Decoupling state & graphics, while sequentially executing graphic updates

Hi there! I’m working on a turn-based game with a pretty generic sequence of events:

  1. The player selects a move
  2. The character moves to the enemy character and attacks it
  3. Damage text pops up
  4. The enemy character’s health bar decreases
  5. The character moves back to their initial position

I’ve decoupled the character state from the on-screen visuals (as separate classes), but also data-bound them such that when the state (e.g. health) is updated, the visuals (health bar) gets a callback and updates accordingly. When the player selects a move, the state change is instantaneous. However, I don’t want the health bar to update until the rest of the movement/attack animation has played out.

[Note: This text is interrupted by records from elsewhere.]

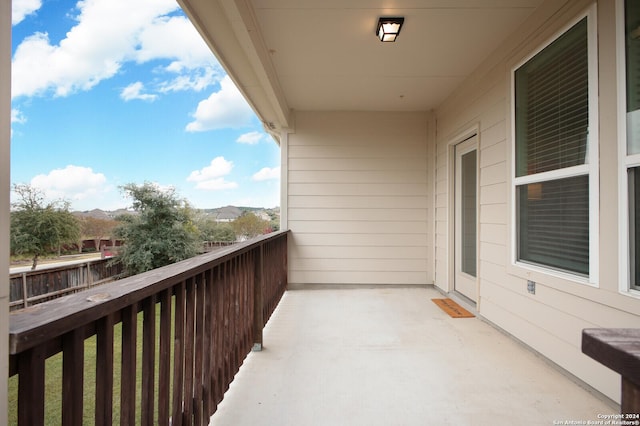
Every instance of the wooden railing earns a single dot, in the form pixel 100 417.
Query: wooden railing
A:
pixel 32 287
pixel 199 319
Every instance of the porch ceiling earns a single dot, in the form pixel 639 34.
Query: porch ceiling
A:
pixel 324 55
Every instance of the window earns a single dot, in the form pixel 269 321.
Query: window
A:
pixel 632 119
pixel 555 160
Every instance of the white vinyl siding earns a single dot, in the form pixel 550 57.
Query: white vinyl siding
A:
pixel 551 320
pixel 359 199
pixel 630 177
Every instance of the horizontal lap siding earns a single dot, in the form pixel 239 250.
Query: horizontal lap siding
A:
pixel 552 319
pixel 359 198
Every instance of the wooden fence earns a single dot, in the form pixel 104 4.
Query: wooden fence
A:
pixel 212 309
pixel 32 287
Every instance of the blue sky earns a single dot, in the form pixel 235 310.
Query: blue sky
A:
pixel 109 92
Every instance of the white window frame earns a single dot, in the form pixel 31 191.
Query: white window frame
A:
pixel 625 161
pixel 590 168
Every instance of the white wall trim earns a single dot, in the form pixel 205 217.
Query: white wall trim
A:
pixel 5 144
pixel 624 161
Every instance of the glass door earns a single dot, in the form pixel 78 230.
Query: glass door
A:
pixel 466 218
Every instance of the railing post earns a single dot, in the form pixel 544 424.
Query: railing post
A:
pixel 258 320
pixel 25 298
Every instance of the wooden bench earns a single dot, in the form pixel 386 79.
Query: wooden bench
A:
pixel 618 349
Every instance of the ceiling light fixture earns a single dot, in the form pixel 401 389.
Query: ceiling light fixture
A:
pixel 389 28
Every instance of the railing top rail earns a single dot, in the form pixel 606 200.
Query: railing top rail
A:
pixel 43 322
pixel 44 268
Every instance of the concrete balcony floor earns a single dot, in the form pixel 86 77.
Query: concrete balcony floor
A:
pixel 392 357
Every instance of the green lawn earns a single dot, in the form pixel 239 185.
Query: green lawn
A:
pixel 53 379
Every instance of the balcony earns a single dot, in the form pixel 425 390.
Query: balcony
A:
pixel 335 356
pixel 382 356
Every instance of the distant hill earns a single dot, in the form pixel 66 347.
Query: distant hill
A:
pixel 222 214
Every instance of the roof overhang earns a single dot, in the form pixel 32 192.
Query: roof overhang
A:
pixel 286 55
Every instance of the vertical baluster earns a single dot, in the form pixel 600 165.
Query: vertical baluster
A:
pixel 226 378
pixel 128 370
pixel 31 387
pixel 72 377
pixel 187 416
pixel 178 355
pixel 165 358
pixel 258 294
pixel 199 349
pixel 148 360
pixel 219 334
pixel 207 364
pixel 104 372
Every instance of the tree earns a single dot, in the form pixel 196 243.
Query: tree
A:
pixel 249 225
pixel 159 232
pixel 38 228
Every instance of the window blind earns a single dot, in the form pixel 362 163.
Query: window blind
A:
pixel 552 123
pixel 553 225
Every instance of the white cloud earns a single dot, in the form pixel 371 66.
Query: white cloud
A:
pixel 267 173
pixel 108 33
pixel 250 138
pixel 81 186
pixel 17 116
pixel 217 184
pixel 211 177
pixel 224 109
pixel 174 38
pixel 134 91
pixel 20 9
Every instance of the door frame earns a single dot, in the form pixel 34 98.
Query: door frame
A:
pixel 472 131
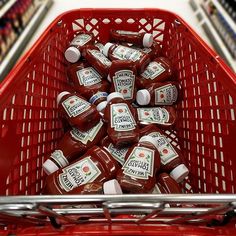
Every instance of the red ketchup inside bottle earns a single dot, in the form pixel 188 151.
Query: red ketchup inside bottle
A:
pixel 73 144
pixel 136 38
pixel 109 187
pixel 86 80
pixel 121 117
pixel 171 157
pixel 166 185
pixel 164 117
pixel 122 76
pixel 158 70
pixel 120 52
pixel 78 112
pixel 117 153
pixel 73 53
pixel 96 58
pixel 96 165
pixel 159 94
pixel 142 162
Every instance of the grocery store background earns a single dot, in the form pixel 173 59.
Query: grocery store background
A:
pixel 23 21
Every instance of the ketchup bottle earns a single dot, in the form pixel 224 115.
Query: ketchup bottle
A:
pixel 122 127
pixel 78 111
pixel 159 70
pixel 166 185
pixel 160 93
pixel 73 53
pixel 87 81
pixel 96 165
pixel 97 59
pixel 119 52
pixel 164 117
pixel 142 161
pixel 136 38
pixel 122 76
pixel 73 144
pixel 109 187
pixel 171 157
pixel 117 153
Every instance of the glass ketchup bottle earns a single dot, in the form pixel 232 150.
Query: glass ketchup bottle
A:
pixel 140 39
pixel 164 117
pixel 117 153
pixel 78 112
pixel 96 58
pixel 165 184
pixel 73 52
pixel 109 187
pixel 120 52
pixel 122 76
pixel 171 157
pixel 96 165
pixel 142 162
pixel 158 70
pixel 158 94
pixel 121 117
pixel 73 144
pixel 86 80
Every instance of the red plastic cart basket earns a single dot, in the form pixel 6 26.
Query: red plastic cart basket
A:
pixel 206 131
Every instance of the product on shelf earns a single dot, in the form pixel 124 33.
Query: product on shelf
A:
pixel 122 75
pixel 120 52
pixel 78 111
pixel 142 162
pixel 158 94
pixel 73 144
pixel 96 165
pixel 122 126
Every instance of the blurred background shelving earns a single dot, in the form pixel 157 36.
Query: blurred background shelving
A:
pixel 218 19
pixel 18 21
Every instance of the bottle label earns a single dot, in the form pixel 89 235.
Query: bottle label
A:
pixel 165 149
pixel 100 57
pixel 153 70
pixel 126 53
pixel 75 106
pixel 166 95
pixel 79 173
pixel 89 135
pixel 81 40
pixel 59 158
pixel 118 153
pixel 88 76
pixel 153 115
pixel 127 32
pixel 139 163
pixel 124 83
pixel 121 117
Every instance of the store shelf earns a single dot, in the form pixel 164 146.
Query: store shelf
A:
pixel 226 15
pixel 6 7
pixel 212 33
pixel 15 51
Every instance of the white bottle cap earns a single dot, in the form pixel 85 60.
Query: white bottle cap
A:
pixel 109 78
pixel 72 54
pixel 60 95
pixel 112 187
pixel 106 48
pixel 179 173
pixel 147 40
pixel 149 139
pixel 143 97
pixel 101 106
pixel 114 95
pixel 49 167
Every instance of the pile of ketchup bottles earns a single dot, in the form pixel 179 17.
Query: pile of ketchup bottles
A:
pixel 122 100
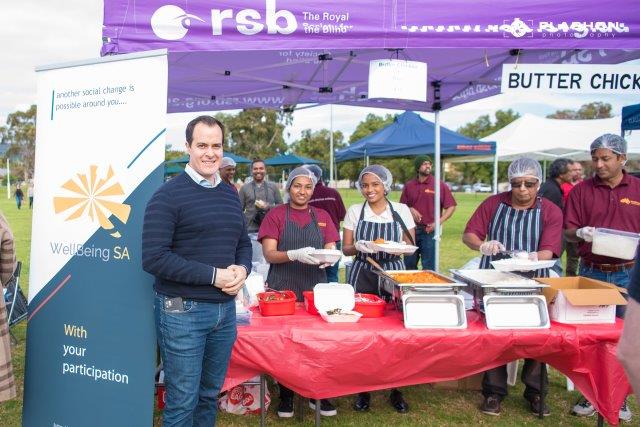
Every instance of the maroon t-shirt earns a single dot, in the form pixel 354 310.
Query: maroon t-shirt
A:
pixel 329 200
pixel 421 196
pixel 551 238
pixel 592 203
pixel 273 224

Is there a way to keep these two components decoupled while still allowing the visual updates to play out in the right sequence? The only options I can think of are:

  1. Don’t data-bind, and execute parallel/separate updates to both the state and the visuals (this duplicates logic and seems very error-prone).
  2. Implement a delayed data-binding system with a visual update queuing system that forces each visual update to execute in a sequence (this is my current approach, but it seems very over-engineered).

Thanks!

“However, I don’t want the health bar to update until the rest of the movement/attack animation has played out.
Is there a way to keep these two components decoupled while still allowing the visual updates to play out in the right sequence?”

@lassyfu
You can use events to solve this problem.